Selenskyj: Russen wollen AKW Saporischschja vom Strom abkoppeln

Auch die Lage am größten Atommeiler Europas bleibt angespannt. Das von russischen Truppen besetzte AKW Saporischschja ist nach Angaben der Besatzungsbehörden erneut von ukrainischen Streitkräften mit Artillerie beschossen worden. Kritische Objekte seien aber nicht getroffen worden, hieß es in einer von der russischen Militärverwaltung in der Stadt Enerhodar.

Der ukrainische Präsident Wolodymyr Selenskyj warf Moskau vor, eine "groß angelegte Provokation" am Atomkraftwerk Saporischschja zu planen. Ziel sei es, eine Abkoppelung des Kraftwerks vom ukrainischen Stromnetz zu rechtfertigen und es an das russische Stromnetz anzuschließen, sagte er in einer Videoansprache. Westliche Beamte sind laut "Guardian" unterdessen besorgt, dass Russland die Versorgung des AKW unterbrechen könnte, wenn es versucht, die Anlage vom ukrainischen Stromnetz zu trennen.

Anlässlich der Gefahr einer nuklearen Katastrophe stellten der britische Abgeordnete Tobias Ellwood und der US-Abgeordnete Adam Kinzinger klar, dass ein jeglicher absichtlicher Austritt von Radioaktivität an dem Kernkraftwerk den Artikel 5 des NATO-Vertrags in Kraft setzen würde. Er besagt, dass ein bewaffneter Angriff gegen einen Mitgliedsstaat in Europa oder Nordamerika als ein Angriff gegen alle angesehen wird.

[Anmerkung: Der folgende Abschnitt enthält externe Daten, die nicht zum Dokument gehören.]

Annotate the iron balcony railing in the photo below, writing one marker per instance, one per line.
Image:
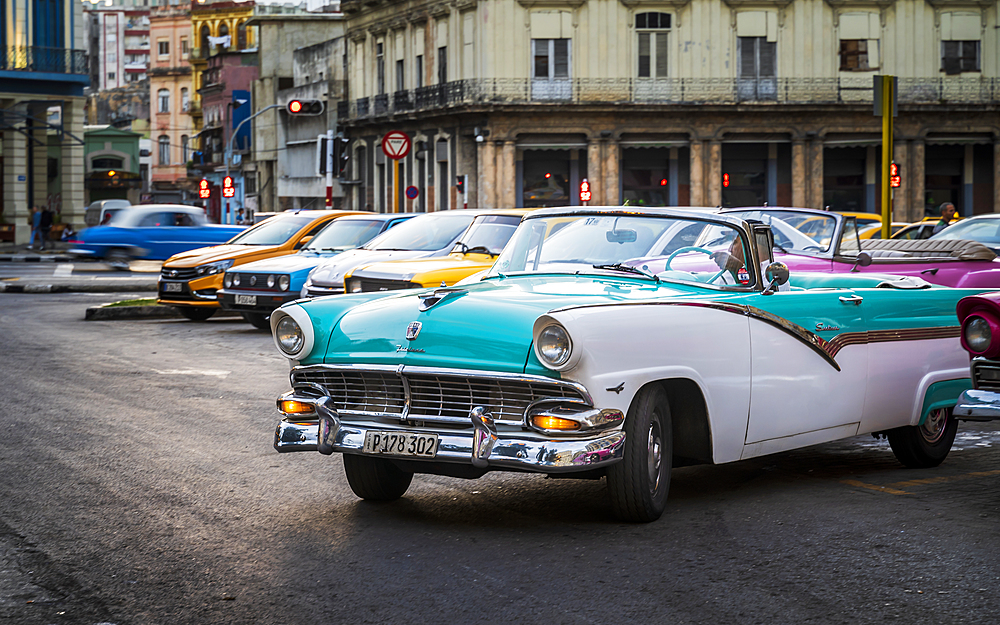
(37, 59)
(953, 90)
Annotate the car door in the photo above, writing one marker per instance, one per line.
(809, 368)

London: Vermehrt Explosionen hinter den russischen Linien

Dem britischen Geheimdienst zufolge geraten die russischen Invasionstruppen durch die vermehrten Explosionen hinter den eigenen Linien im Süden der Ukraine unter Druck. Zwar habe keine der beiden Seiten Vorstöße an der Frontlinie in der Region Cherson gemacht, doch die "zunehmend häufigen Explosionen hinter russischen Linien üben wohl Druck auf die russische Logistik und Luftstützpunkte im Süden aus", so die britischen Experten im täglichen Update des Verteidigungsministeriums in London zum Ukraine-Krieg. Insgesamt habe es in der vergangenen Woche nur minimale Veränderungen an den Frontverläufen gegeben.

Auch auf der von Russland annektierten Halbinsel Krim kam es erneut zu einer Explosion. Nach Angaben der Behörden schlugen Trümmerteile einer abgeschossenen Drohne im Stabsgebäude der Schwarzmeerflotte ein. Die Luftabwehr der Flotte habe die Drohne getroffen, sagte der Verwaltungschef der Stadt, Michail Raswoschajew. "Sie fiel auf das Dach und brannte." Es gebe keine Verletzten. Raswoschajew machte der Ukraine für den Angriff verantwortlich.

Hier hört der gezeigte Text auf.